If you were pressed to answer with a guess which e-mail service was the world's most well-used, which one would you pick - Gmail? Yahoo? Hotmail? Actually, it's the last; a part of its appeal could be attributed to the way Hot Mail, in most ways, was the first. It appeared way back in 1996 as a great new idea - web-based e-mail that could be available to anyone for free. It offered guaranteed delivery instantly, and you could keep hundreds of e-mails for an eternity in your own password-protected spot on the cloud.
When it began to sink in with everyone that e-mail was real, and it could actually deliver on its promises, practically everyone on the Internet rushed out and got themselves a Hotmail account - they had about 10 million sign-ups within the year. Hotmail's new entrepreneur had shown the world the way the next generation was going to communicate, and a hundred other wannabes jumped on the bandwagon right away - Yahoo, Excite, AOL, and many others who are now forgotten and defunct.

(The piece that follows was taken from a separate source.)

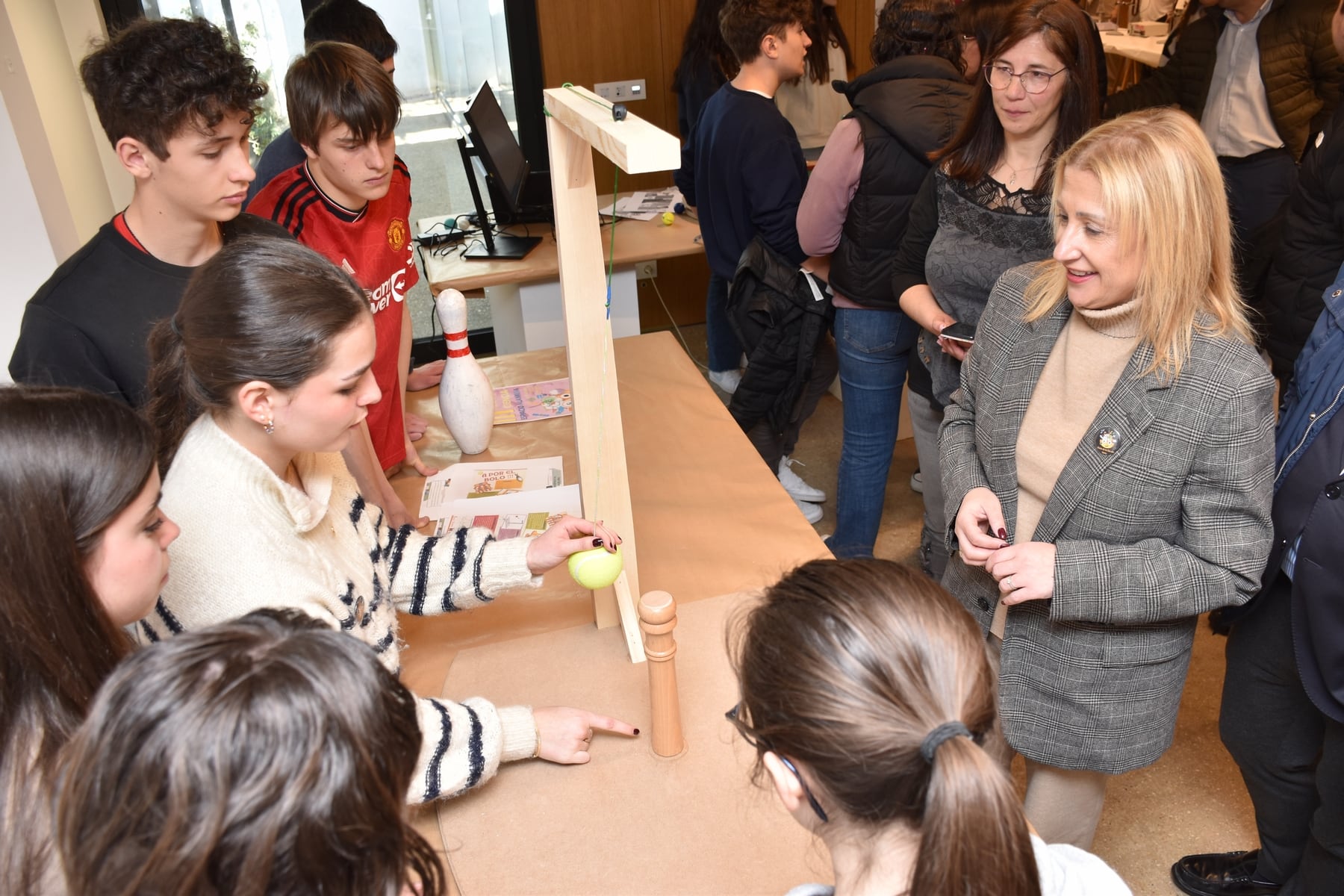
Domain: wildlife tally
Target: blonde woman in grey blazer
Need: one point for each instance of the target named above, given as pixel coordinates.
(1108, 462)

When Microsoft took over Hotmail from the entrepreneurs who created it, it only grew stronger; there are now 360 million Hot Mail users - that's more than Yahoo ever had, and more than Gmail. As popular as Hot Mail is, running on the reputation it earned for itself in the beginning, it's long since left the innovating to everyone else - Gmail brought in generous storage space and 20 MB attachments, themes and smartphone compatibility for instance. To most people, Hotmail has a distinct ring of the 90's to it, and it's for people who do nothing but basic e-mailing. It feels like a service that has for too long addressed an audience that doesn't wish to keep up with the times.
But not anymore. In a couple of months now, Microsoft will bring online a major change to Hot Mail that should really turn the world of e-mail around. The overhaul certainly matches every advancement that Gmail and the others brought on; and then it goes farther. Gmail is still widely acknowledged to be the best-designed and the best thought-out e-mail system ever made. For people who live their lives through e-mail, with hundreds of messages pouring in every day that need to be archived, sorted and searched, there is nothing like Gmail. You have automatic sorting in Gmail, labels and subfolders, and each time you delete a message, Gmail wonders out loud why ever you would need to do that when you have practically unlimited storage space.